You are free by what God has done in His eternal action of the Gospel. Believing in Christ is abiding in this eternal Gospel, something that is outside of yourself, from before you were ever around and that will last forever. When the people talking to Jesus wanted to place the ground of their faith in themselves He insisted that it must be grounded in Him and His eternal Gospel.

Jesus says those who commit sin are slaves to sin. He doesn’t go down a list to help them sort out whether they’re really bad sinners or sinners who just do some bad things now and then. Those who commit sin are slaves to sin because they are born in sin and are wrapped up in their sinful flesh. To be freed from this you must be freed from it. You cannot free yourself from it. You must be freed from it by something outside of you. By someone who is not bound by sin. You are set free by the Son who from eternity is your Savior.

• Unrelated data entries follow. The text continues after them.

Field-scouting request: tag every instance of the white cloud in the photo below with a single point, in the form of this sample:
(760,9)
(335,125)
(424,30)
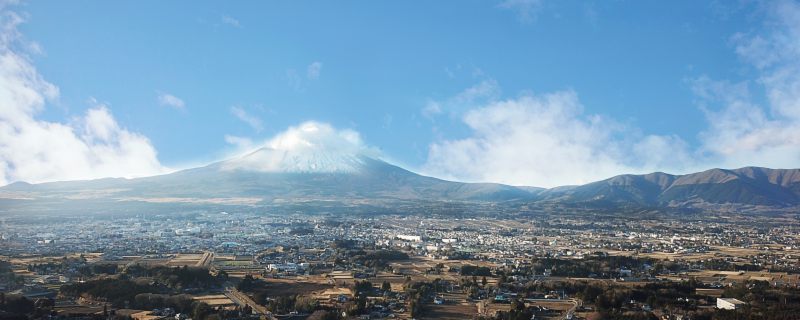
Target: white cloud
(526,10)
(253,121)
(34,150)
(741,132)
(546,140)
(309,146)
(169,100)
(313,70)
(231,21)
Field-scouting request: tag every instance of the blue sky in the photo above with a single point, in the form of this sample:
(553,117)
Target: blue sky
(409,76)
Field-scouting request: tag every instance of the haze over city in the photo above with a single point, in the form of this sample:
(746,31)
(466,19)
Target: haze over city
(531,93)
(475,159)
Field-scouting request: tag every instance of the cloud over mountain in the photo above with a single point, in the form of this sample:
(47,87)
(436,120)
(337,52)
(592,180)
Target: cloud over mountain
(309,147)
(547,140)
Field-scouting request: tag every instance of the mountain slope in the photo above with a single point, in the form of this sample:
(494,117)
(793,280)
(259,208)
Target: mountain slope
(356,177)
(744,186)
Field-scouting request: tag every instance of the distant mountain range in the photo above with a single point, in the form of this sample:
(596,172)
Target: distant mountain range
(266,178)
(749,186)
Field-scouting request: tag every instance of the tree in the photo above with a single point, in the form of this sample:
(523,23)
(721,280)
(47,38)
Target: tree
(201,311)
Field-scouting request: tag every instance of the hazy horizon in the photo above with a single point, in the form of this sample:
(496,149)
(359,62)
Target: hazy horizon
(521,92)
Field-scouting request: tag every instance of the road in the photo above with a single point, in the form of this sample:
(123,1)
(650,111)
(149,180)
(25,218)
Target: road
(243,300)
(206,259)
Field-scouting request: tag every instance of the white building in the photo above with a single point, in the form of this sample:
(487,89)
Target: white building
(729,303)
(409,238)
(287,267)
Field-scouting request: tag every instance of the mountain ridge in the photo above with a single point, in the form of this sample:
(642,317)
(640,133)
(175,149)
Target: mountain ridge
(359,178)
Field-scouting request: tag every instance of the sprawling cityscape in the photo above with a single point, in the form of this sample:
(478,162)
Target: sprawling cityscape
(414,160)
(305,266)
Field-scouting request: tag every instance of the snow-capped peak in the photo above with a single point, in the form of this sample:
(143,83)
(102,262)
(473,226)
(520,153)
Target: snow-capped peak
(309,147)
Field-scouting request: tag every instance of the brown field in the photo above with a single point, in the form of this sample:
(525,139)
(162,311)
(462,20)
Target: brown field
(278,287)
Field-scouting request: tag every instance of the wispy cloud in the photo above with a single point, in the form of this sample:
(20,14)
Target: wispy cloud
(231,21)
(527,10)
(166,99)
(548,140)
(93,145)
(253,121)
(471,97)
(313,70)
(296,80)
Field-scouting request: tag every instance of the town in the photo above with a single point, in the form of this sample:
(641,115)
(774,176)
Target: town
(250,265)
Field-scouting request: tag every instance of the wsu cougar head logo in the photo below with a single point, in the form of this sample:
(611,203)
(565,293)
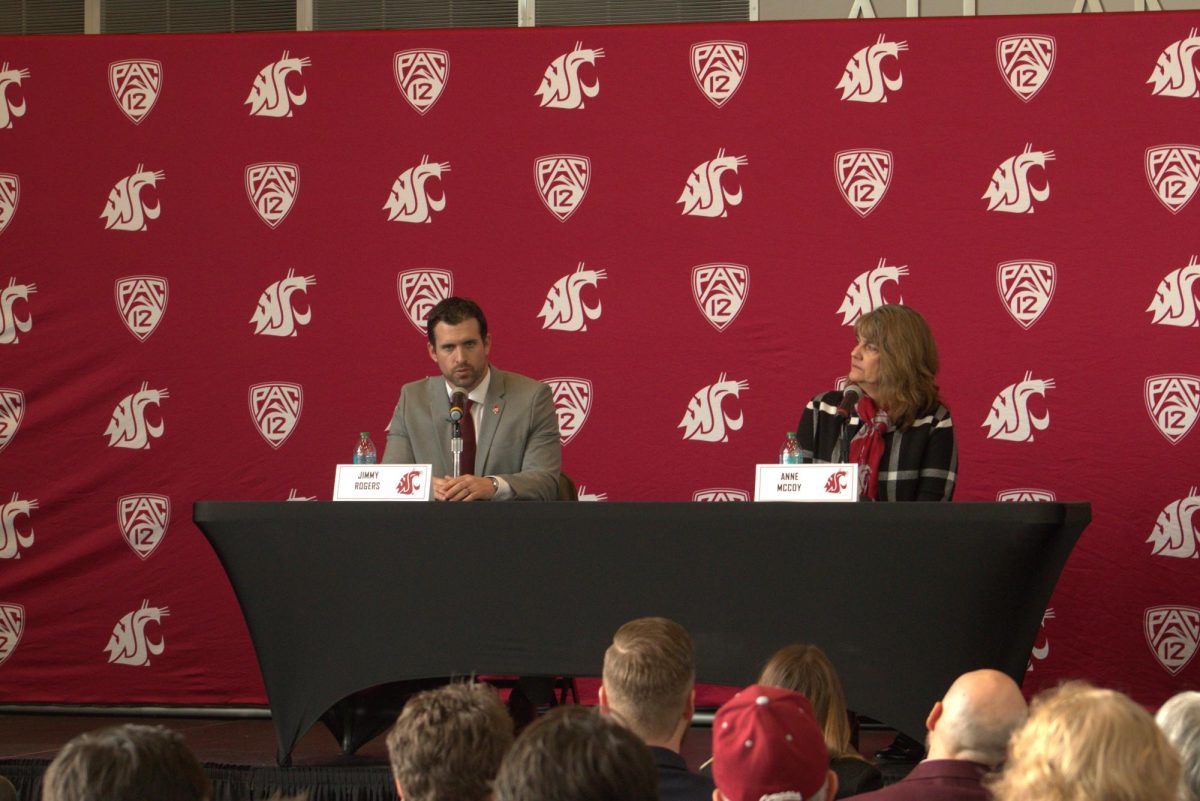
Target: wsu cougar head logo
(562,86)
(1175,74)
(143,519)
(705,196)
(1026,288)
(564,309)
(1173,402)
(269,95)
(409,200)
(421,76)
(142,302)
(1025,61)
(706,420)
(863,178)
(1011,419)
(420,290)
(135,84)
(1012,190)
(863,80)
(718,68)
(12,538)
(865,291)
(276,314)
(1171,633)
(129,643)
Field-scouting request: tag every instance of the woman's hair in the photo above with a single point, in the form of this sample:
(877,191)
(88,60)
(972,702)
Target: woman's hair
(808,670)
(907,361)
(1086,744)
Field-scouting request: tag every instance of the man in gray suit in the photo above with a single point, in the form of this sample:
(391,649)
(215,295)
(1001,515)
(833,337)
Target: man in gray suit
(509,419)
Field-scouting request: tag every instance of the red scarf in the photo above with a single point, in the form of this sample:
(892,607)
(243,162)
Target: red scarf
(867,447)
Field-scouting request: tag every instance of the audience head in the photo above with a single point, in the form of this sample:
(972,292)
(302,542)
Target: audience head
(1180,721)
(649,673)
(575,753)
(976,718)
(1086,744)
(130,763)
(448,744)
(767,742)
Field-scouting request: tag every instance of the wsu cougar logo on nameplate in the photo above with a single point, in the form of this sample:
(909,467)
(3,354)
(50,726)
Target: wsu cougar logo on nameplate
(863,80)
(706,420)
(1026,288)
(135,84)
(143,519)
(1011,419)
(863,178)
(421,76)
(129,643)
(562,85)
(1173,402)
(1171,633)
(271,188)
(269,95)
(718,68)
(1173,172)
(720,291)
(564,308)
(1025,61)
(142,301)
(420,290)
(276,409)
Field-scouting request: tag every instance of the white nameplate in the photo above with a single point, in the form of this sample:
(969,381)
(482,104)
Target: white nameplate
(382,482)
(807,482)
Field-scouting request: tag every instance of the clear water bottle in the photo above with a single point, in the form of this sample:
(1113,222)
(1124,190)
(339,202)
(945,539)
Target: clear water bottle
(790,452)
(365,452)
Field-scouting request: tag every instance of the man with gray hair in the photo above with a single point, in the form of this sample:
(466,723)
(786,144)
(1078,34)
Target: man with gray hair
(969,733)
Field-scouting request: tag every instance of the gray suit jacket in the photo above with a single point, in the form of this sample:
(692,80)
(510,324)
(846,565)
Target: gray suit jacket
(517,437)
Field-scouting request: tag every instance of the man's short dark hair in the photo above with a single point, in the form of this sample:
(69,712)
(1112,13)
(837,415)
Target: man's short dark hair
(130,763)
(454,311)
(576,753)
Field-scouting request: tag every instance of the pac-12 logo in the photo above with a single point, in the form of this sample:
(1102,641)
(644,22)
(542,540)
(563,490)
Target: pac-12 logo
(573,403)
(564,308)
(1177,297)
(863,80)
(275,407)
(562,85)
(420,290)
(865,291)
(142,302)
(1025,288)
(1173,633)
(130,426)
(409,200)
(718,67)
(143,519)
(1173,402)
(1025,61)
(863,178)
(1012,188)
(421,76)
(130,644)
(1173,173)
(135,84)
(1177,529)
(1175,73)
(720,291)
(12,538)
(1011,419)
(705,194)
(269,95)
(706,420)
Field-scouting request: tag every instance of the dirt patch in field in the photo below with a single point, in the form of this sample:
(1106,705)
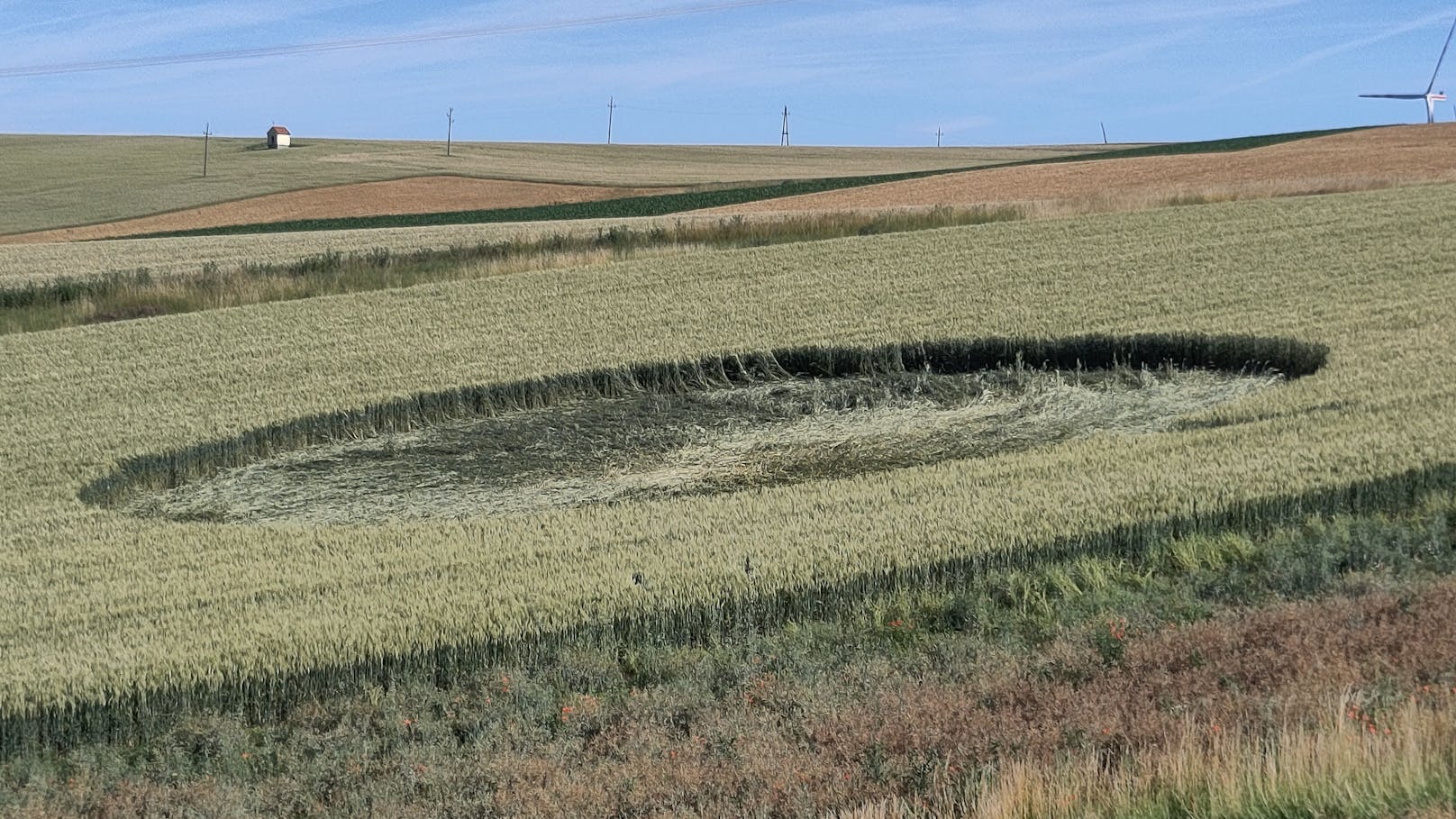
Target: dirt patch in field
(421,194)
(1342,162)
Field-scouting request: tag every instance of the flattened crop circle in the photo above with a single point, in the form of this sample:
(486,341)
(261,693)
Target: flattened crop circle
(696,427)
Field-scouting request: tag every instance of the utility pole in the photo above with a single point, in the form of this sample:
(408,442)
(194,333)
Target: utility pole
(207,134)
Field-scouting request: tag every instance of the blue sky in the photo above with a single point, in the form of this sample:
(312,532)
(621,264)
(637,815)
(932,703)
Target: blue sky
(852,72)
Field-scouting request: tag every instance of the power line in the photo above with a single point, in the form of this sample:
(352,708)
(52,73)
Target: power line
(352,44)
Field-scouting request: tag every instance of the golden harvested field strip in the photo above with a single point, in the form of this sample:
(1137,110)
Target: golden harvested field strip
(59,181)
(101,605)
(421,194)
(193,254)
(1378,158)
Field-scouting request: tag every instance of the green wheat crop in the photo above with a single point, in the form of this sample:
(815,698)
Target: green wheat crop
(101,608)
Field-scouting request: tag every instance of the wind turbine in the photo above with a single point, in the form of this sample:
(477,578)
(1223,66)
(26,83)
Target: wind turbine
(1432,98)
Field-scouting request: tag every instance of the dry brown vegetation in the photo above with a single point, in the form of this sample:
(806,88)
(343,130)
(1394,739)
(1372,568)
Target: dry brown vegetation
(1254,705)
(424,194)
(1368,159)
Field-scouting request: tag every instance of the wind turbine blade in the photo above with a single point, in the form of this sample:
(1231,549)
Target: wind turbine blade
(1442,57)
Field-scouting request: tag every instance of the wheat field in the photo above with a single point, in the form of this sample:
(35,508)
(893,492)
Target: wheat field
(61,181)
(102,606)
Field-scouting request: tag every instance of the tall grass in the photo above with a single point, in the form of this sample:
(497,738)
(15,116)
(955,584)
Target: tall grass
(1404,769)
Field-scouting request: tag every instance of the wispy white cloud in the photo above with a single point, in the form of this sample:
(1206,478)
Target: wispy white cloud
(1323,54)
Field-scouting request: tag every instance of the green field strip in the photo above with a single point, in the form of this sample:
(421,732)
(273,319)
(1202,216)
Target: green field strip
(667,205)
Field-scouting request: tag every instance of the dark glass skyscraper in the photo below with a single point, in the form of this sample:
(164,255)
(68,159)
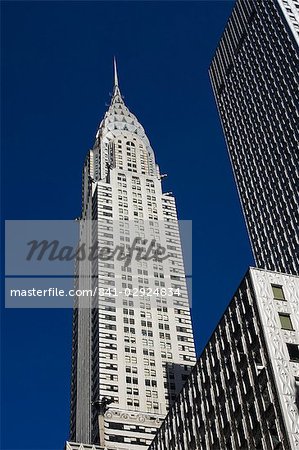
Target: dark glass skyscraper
(255,78)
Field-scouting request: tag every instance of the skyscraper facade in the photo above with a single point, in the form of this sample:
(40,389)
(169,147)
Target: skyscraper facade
(132,339)
(243,392)
(255,78)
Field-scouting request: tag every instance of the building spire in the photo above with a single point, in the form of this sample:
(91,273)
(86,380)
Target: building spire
(116,97)
(115,72)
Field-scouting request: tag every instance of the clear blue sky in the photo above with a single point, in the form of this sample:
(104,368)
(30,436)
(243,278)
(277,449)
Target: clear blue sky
(56,78)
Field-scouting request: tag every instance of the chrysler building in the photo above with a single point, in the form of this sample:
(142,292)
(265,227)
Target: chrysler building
(133,344)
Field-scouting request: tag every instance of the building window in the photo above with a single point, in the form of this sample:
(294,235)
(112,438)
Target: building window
(293,350)
(285,321)
(278,293)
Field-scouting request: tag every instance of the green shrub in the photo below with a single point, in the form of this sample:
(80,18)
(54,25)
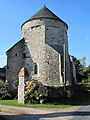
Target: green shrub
(3,91)
(35,92)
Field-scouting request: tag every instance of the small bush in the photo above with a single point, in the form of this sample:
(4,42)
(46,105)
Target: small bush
(3,91)
(35,92)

It’s not easy to abide in Jesus’ Word. It means doing what we do when we confess our sins. That we are by nature sinful. That there is nothing good within us and nothing good we can do in the sight of God. That we deserve His temporal and eternal punishment. There’s nothing easy about this.

But there is something freeing about it. There’s something amazingly revolutionary about it. Standing before God and not making a case for yourself. Not justifying your sinful actions or rationalizing them away. Simply confessing them. Simply saying, God, what you say is true, I am a sinner, condemn me because it’s all that I deserve. There’s something freeing about this, because as we stand before God in this condition—sinful, unworthy, condemned—we are standing before a God who tells us to lift up our head. To turn our gaze to a hill that stood just outside of a small city. A hill upon which was another sinner. A sinner who was crucified on that hill. A sinner who is God the Father’s very own Son.

But this is all wrong! He’s not the sinner, I am. How is it that God points us to the one on the cross as the sinner when we are the ones? How it is is the eternal Gospel. Jesus becomes the sinner so that we may be set free. Free from sin. Free from the condemnation of the Law. Free from any notions that we’re not that bad and only need to keep trying a little harder. And even more, freed from the Law that is constantly beating us down that we haven’t loved enough, shared the Gospel with enough people, haven’t been in the Word of God as much as we should be. Freeing us up from this condemnation to simply live in His grace. To be freed to serve in our simple, humble, often awkward ways. Even our sometimes faltering ways.

That’s what the eternal Gospel always does. When you are freed you are not then put under a new Law in which you must now do stuff for God. When the Son sets you free, you are free indeed! He has had this in view from eternity! Jesus is your Lord eternally. He is your Savior eternally. You are free eternally. You are not condemned. You are not bound. You are Baptized. You are fed by Your Savior Himself. His very Body, His very Blood, placed in your mouth for you to eat and drink and be filled and refreshed and forgiven and freed.

This is not of anything you do. Thank God! It’s everything of God and by God, eternally, for you. Amen.